Let’s talk about why this one is so difficult to nail down to give you a better understanding of what I’m dealing with here. Storms have categories or or classifications just like everything else in life. I’m sure you’ve heard the term “clipper” right? Those are generally quick moving storms that move in from the northwest and bring light snowfall to the area. Well, you’ve also got what we call Miller A and Miller B storms. While the outcome can be very similar if not the same from both, the FORMATION is much different.
In a Miller A, the low forms in the Gulf or off the southeast and rides right up the coast. They are usually easier to forecast as there aren’t a bunch of pieces to put together. A Miller B however involves sometimes SEVERAL pieces of energy that need to consolidate in order for the main storm to get going. Look at the map below… in this situation we are looking at a weaker storm coming in from the Ohio Valley. That thing will transfer its energy to the main storm off shore.
WHEN will that happen exactly though? THAT is what concerns me. And THAT is the biggest unknown here. IF the transfer happens sooner, the storm will get more organized and strengthen quicker giving us a better chance of snow. IF the transfer happens later - or WORST CASE - OVER us… then our chances of snow deteriorate rapidly. When a transfer is over our region you can see a SEVERAL hour period of dry weather with the precipitation well north and west. I’ve seen it happen MANY times and that’s why I’m hesitant with this one.
So two track scenarios exist.
#1, I personally think is probably more likely at this moment in time. This would bring the low CLOSER to the coast and allow for warmer air to win out, especially on Wednesday morning and afternoon which would mean a lot of rain out there with a transition over to snow as the hard-falling precipitation cooled the atmosphere below to allow for the transition over to snow at night. The heaviest snow would be WELL west of Hammonton and on the other side of Philadelphia. Does that mean NO snow for South Jersey? Nope. Just means that the best chance of measurable or plowable snow would be from about 15 miles from Philly points north and west. Maybe some slushy minor stuff south and east.
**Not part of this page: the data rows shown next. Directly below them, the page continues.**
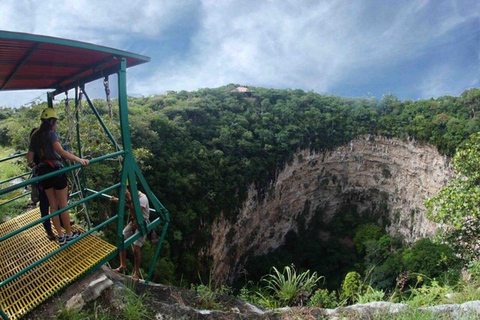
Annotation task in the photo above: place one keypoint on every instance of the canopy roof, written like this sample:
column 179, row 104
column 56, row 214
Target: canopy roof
column 30, row 61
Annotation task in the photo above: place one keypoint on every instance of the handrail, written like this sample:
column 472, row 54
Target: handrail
column 14, row 156
column 55, row 173
column 4, row 202
column 16, row 177
column 93, row 196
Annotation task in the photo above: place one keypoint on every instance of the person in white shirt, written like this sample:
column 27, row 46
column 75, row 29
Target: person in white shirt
column 130, row 230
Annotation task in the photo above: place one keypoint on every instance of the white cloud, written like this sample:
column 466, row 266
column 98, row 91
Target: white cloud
column 313, row 45
column 310, row 45
column 106, row 22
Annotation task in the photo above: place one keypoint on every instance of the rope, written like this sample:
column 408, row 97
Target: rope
column 107, row 93
column 70, row 139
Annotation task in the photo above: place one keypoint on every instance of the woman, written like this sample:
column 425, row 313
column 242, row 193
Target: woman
column 45, row 145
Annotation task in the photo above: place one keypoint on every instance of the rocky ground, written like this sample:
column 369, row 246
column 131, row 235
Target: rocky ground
column 172, row 303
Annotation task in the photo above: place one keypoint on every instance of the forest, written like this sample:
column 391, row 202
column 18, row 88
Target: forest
column 201, row 150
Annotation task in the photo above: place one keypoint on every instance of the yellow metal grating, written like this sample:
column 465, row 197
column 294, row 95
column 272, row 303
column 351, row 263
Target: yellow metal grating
column 36, row 285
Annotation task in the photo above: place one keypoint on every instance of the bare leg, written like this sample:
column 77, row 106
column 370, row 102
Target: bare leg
column 136, row 262
column 62, row 201
column 53, row 208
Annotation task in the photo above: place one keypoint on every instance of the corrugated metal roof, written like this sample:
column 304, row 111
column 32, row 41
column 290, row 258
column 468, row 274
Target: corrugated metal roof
column 30, row 61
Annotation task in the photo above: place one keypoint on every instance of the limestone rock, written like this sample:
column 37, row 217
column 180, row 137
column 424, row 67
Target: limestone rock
column 368, row 172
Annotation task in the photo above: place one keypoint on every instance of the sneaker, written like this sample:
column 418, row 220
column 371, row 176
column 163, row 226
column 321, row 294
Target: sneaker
column 62, row 240
column 74, row 236
column 51, row 236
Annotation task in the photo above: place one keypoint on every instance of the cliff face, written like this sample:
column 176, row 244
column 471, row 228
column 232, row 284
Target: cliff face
column 382, row 176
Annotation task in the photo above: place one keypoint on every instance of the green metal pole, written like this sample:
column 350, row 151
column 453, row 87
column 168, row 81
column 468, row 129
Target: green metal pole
column 70, row 206
column 79, row 148
column 16, row 177
column 99, row 118
column 4, row 315
column 50, row 99
column 16, row 198
column 127, row 147
column 58, row 172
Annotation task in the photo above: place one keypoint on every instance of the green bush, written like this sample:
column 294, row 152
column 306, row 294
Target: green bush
column 351, row 287
column 287, row 286
column 366, row 232
column 323, row 299
column 432, row 260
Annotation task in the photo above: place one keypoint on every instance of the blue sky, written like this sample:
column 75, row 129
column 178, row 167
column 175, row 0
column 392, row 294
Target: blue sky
column 414, row 49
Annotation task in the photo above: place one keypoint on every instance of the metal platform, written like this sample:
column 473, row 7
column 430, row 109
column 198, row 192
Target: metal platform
column 26, row 292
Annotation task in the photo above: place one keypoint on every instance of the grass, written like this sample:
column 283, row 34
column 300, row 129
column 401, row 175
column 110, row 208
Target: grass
column 133, row 308
column 288, row 286
column 9, row 169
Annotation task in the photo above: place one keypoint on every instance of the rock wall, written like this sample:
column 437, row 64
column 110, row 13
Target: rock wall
column 371, row 172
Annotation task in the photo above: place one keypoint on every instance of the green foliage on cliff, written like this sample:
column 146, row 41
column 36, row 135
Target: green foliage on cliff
column 456, row 205
column 201, row 150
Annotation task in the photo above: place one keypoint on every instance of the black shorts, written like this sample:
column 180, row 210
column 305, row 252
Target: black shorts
column 58, row 182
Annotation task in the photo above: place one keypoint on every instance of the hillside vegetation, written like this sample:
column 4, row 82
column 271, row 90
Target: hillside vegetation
column 201, row 150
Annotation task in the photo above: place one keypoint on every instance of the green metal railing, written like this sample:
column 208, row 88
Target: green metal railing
column 130, row 172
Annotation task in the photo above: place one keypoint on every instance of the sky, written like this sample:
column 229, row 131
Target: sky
column 413, row 49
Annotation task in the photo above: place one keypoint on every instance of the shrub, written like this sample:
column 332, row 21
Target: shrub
column 432, row 260
column 351, row 287
column 323, row 299
column 366, row 232
column 287, row 287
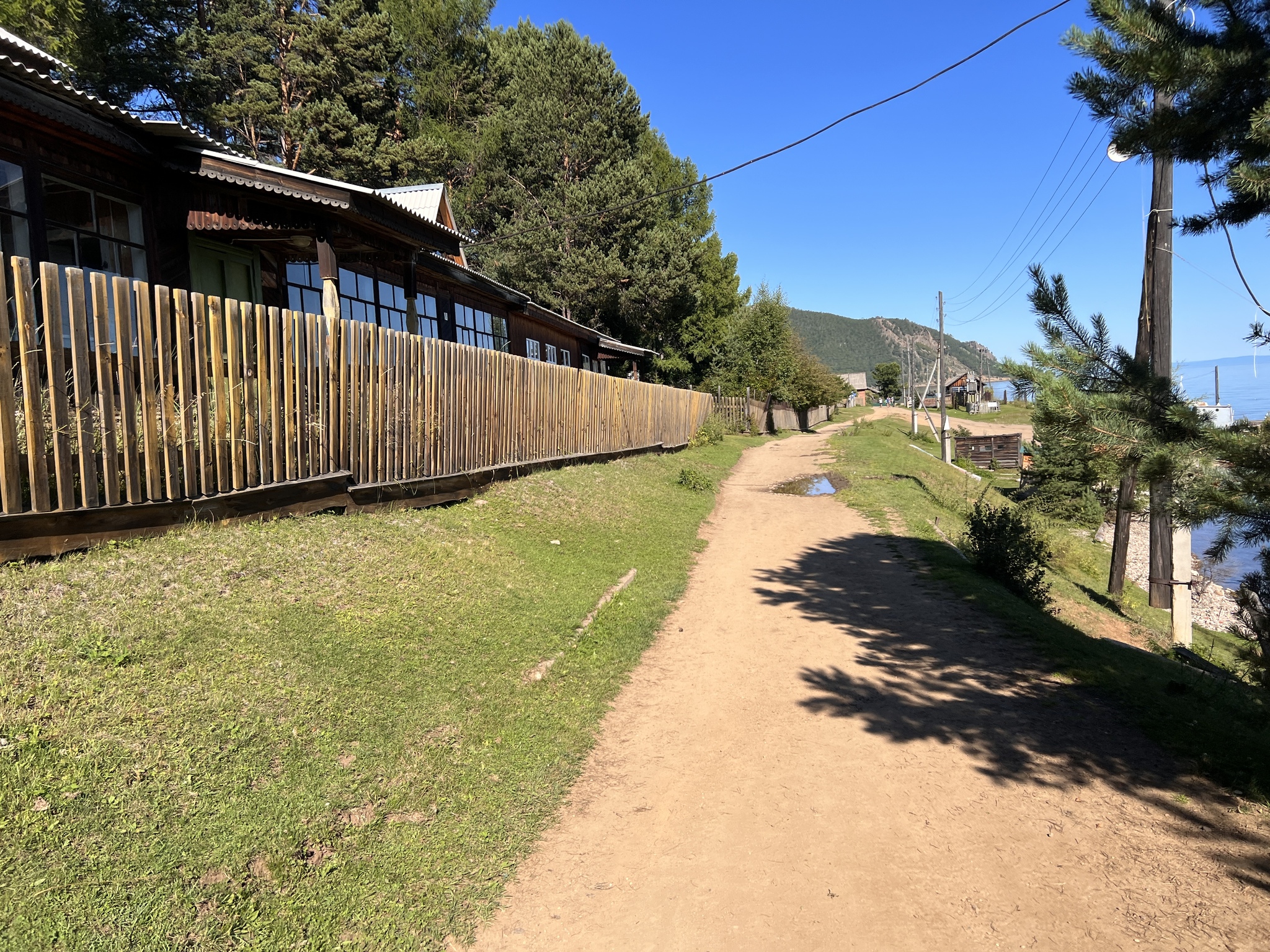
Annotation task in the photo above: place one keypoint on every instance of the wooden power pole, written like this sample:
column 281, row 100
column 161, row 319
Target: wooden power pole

#2 would be a win for all snow lovers. It would shift the center of the storm about 70-100 miles off shore and bring colder air sooner and equate to measurable snow for EVERYONE, even the coast. I think right now it’s less likely that happens but my tune could change by tomorrow when I look at the last bit of guidance before putting my first call snow map out.
It’s imperative that we have a favorable 5,000 foot temperature profile. You’re looking at degrees celcius on this map. Anything below 0 is good, but I like to see -4 to -7 for good snowfall rates. That looks like it’s POSSIBLE over the northeast corridor, at least on this forecast model.
Winds, tidal flooding and rain will be an issue at the coast regardless of track. Could see 1-2” of rain with whipping winds out of the East/Northeast gusting to over 50mph. Right now I think solid minor flooding but moderate is reachable. I’ll have those numbers out tomorrow.